Dalam sambutannya, Kepala BPJPH Ahmad Haikal Hasan menegaskan bahwa halal kini telah menjadi instrumen strategis dalam mendorong pertumbuhan ekonomi nasional.
Ia menjelaskan, halal berfungsi sebagai mesin pendorong pertumbuhan ekonomi melalui penguatan daya saing produk, perluasan akses pasar, serta peningkatan kepercayaan konsumen di tingkat nasional maupun global.

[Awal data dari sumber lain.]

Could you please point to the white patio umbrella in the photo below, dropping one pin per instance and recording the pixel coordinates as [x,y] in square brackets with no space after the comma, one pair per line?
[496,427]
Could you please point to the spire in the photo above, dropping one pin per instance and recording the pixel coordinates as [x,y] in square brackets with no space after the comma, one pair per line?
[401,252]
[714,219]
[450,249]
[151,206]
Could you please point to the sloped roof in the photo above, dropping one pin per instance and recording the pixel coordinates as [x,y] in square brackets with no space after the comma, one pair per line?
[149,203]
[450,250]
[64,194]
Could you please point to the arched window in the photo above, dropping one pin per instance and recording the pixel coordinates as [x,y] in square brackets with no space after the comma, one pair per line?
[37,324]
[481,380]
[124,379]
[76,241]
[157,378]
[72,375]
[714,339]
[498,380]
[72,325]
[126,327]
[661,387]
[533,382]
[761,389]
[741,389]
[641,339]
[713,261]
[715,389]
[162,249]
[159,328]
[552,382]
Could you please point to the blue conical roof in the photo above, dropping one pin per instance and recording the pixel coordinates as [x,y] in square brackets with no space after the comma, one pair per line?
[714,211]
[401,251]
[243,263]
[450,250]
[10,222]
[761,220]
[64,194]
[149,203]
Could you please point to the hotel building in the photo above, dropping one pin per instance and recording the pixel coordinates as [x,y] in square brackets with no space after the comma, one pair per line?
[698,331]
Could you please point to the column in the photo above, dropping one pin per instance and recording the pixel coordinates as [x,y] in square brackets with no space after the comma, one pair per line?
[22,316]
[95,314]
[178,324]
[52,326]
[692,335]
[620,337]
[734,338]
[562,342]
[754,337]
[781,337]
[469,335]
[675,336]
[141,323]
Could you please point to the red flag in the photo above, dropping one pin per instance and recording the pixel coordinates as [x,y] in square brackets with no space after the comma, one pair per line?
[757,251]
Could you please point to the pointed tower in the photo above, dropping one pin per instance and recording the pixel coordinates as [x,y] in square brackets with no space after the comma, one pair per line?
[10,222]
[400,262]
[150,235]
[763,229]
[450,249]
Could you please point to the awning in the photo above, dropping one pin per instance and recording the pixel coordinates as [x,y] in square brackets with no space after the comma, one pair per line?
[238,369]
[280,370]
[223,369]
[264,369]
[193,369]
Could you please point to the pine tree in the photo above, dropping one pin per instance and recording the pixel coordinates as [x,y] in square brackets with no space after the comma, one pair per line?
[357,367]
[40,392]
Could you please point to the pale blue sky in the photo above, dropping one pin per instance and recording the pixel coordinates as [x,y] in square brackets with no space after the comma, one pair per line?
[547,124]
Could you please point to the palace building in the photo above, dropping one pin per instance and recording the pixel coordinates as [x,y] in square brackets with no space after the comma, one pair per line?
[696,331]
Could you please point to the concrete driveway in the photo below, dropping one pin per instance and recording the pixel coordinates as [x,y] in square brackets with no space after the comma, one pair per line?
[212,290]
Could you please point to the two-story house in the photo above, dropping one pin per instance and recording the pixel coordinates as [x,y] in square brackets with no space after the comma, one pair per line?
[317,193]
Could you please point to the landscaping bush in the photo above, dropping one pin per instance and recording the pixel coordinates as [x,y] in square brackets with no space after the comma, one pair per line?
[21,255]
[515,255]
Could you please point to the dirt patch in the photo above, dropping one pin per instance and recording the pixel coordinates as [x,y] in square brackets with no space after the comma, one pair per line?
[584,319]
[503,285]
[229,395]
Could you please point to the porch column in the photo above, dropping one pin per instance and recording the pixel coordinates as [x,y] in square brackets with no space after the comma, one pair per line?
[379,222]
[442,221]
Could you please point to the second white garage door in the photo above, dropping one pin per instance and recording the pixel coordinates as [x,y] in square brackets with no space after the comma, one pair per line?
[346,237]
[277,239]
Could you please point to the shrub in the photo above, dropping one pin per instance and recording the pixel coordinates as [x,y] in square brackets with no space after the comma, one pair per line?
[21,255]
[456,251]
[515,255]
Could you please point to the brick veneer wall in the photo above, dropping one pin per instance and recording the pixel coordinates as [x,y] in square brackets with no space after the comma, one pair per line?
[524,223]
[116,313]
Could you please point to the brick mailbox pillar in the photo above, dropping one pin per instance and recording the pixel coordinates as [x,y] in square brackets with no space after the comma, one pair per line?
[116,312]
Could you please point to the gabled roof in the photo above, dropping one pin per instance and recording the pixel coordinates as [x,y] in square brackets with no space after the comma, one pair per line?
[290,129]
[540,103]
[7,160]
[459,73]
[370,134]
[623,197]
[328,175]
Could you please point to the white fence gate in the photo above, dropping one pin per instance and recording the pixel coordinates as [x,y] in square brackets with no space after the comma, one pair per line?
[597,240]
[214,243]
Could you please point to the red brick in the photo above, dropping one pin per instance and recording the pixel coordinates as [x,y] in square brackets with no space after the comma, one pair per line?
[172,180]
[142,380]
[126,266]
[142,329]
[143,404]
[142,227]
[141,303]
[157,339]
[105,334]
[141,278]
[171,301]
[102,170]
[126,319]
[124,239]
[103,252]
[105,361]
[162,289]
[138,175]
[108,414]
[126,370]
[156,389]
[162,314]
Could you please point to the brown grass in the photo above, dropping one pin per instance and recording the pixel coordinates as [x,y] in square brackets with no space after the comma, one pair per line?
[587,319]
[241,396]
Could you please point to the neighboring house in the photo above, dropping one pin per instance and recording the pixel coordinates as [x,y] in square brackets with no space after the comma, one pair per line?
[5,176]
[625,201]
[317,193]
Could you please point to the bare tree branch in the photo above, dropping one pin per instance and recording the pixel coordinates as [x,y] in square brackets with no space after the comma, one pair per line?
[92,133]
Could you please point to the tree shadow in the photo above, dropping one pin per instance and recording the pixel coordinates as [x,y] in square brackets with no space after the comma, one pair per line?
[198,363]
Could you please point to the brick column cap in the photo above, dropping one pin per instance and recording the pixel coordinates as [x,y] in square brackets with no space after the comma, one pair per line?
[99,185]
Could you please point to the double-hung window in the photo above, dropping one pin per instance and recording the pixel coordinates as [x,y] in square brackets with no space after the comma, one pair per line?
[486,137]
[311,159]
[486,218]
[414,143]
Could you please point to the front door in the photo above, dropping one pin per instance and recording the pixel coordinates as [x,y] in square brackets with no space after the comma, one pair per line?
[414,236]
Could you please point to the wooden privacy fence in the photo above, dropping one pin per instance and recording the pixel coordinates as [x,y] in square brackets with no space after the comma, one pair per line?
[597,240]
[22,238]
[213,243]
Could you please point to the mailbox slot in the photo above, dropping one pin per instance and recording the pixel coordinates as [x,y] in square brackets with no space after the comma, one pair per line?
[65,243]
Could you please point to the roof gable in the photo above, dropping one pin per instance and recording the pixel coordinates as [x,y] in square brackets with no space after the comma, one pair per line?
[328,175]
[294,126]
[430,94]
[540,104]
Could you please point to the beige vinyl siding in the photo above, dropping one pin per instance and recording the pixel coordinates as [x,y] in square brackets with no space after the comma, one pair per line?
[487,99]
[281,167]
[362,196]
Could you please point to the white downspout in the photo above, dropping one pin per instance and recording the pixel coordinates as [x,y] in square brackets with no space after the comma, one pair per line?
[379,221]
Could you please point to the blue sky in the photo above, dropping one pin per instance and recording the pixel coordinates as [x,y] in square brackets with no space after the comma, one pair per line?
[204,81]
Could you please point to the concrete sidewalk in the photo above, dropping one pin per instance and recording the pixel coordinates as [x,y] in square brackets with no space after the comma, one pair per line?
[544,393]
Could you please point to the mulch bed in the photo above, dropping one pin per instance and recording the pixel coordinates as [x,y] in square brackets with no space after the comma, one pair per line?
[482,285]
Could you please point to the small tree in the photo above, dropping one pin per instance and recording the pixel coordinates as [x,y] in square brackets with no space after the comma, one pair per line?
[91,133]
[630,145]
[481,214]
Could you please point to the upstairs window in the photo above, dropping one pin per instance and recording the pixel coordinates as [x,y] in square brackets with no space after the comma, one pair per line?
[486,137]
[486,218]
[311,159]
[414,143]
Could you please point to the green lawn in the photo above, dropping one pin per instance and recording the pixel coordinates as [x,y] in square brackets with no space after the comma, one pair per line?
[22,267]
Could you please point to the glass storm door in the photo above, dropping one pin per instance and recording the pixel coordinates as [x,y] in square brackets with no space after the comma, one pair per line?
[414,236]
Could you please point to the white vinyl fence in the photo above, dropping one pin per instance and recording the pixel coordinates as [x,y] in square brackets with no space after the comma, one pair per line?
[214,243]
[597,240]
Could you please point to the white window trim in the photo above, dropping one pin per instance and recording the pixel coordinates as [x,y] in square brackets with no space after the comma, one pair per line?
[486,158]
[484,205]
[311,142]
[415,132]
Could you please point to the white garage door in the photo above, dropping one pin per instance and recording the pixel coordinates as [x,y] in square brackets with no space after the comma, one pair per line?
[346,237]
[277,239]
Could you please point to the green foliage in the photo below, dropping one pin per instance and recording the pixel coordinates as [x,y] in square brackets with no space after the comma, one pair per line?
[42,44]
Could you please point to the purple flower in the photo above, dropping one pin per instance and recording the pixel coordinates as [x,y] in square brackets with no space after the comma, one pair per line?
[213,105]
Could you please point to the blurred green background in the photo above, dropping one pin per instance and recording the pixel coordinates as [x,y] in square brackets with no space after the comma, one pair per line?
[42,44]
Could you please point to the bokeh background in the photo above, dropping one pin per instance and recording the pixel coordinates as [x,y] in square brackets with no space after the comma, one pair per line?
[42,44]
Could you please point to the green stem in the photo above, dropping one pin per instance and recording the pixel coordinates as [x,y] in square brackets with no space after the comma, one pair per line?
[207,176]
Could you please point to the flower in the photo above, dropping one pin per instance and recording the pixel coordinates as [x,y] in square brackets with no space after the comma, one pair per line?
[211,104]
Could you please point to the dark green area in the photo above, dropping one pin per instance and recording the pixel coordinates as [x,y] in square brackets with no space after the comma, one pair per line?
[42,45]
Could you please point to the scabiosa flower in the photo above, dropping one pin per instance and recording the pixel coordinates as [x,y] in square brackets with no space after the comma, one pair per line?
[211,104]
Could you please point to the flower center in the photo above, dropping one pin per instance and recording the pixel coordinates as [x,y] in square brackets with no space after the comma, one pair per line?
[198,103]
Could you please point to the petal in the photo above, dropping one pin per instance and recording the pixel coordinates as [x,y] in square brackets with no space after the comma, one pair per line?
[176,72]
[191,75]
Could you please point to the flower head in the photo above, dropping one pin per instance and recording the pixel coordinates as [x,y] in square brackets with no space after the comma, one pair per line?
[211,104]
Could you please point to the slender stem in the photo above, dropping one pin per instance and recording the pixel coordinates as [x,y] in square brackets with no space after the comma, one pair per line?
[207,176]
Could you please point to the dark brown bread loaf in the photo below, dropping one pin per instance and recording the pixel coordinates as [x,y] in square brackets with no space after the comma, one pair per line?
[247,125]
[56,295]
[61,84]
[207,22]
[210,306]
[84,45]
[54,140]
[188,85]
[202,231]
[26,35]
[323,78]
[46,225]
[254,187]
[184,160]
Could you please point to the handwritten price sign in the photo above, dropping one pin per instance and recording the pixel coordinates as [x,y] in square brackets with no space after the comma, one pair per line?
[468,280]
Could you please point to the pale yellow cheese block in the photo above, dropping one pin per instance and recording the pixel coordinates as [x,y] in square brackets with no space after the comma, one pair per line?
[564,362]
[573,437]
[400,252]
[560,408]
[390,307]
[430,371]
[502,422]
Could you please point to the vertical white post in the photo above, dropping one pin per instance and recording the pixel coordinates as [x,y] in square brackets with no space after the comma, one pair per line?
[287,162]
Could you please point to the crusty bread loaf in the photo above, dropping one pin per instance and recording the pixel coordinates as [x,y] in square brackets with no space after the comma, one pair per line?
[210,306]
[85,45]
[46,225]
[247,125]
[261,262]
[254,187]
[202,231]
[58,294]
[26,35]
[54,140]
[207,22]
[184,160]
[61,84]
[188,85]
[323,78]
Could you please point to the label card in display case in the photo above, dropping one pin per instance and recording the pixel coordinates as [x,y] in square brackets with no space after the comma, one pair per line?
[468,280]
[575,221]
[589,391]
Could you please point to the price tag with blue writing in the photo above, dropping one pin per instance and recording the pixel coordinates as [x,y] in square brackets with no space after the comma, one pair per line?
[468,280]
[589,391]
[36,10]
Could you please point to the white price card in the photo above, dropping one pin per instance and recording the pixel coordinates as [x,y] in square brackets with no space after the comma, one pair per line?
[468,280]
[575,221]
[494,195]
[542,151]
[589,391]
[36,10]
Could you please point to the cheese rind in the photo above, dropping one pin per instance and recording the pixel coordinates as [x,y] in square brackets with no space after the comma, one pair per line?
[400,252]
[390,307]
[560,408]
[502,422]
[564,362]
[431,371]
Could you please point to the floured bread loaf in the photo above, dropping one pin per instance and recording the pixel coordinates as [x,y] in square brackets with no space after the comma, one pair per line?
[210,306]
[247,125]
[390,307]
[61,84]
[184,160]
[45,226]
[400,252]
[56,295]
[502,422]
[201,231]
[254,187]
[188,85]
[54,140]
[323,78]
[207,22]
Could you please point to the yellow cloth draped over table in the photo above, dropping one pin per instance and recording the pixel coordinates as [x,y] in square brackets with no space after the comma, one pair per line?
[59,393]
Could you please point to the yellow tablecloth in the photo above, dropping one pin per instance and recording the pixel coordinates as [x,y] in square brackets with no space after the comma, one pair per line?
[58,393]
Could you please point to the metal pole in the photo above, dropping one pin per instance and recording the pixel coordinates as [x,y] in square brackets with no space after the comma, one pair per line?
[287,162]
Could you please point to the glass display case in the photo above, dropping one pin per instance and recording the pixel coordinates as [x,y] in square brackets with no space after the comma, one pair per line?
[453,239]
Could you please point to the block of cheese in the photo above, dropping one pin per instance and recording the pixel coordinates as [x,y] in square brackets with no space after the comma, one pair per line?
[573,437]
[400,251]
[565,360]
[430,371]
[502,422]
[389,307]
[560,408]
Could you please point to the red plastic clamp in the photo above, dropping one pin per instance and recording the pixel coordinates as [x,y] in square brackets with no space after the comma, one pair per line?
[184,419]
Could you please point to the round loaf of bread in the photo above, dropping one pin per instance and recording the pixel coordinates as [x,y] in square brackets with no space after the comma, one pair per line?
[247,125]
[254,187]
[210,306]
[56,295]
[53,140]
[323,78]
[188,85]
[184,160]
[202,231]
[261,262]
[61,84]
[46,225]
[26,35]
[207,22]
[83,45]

"Kontribusi industri halal terhadap perekonomian nasional sangat besar 27 persen bagi PDB nasional. Ini menunjukkan bahwa halal bukan hanya urusan sertifikasi, tetapi juga menjadi bagian penting dalam pembangunan ekonomi Indonesia," ujar Haikal.
Saat ini, berbagai negara maju telah memiliki perspektif positif terhadap industri halal. Amerika Serikat memandang halal sebagai simbol kesehatan, sementara Korea Selatan menilai halal sebagai standar kebersihan berlapis, China melihat halal sebagai peluang ekonomi, dan Inggris mengaitkannya dengan keberlanjutan lingkungan.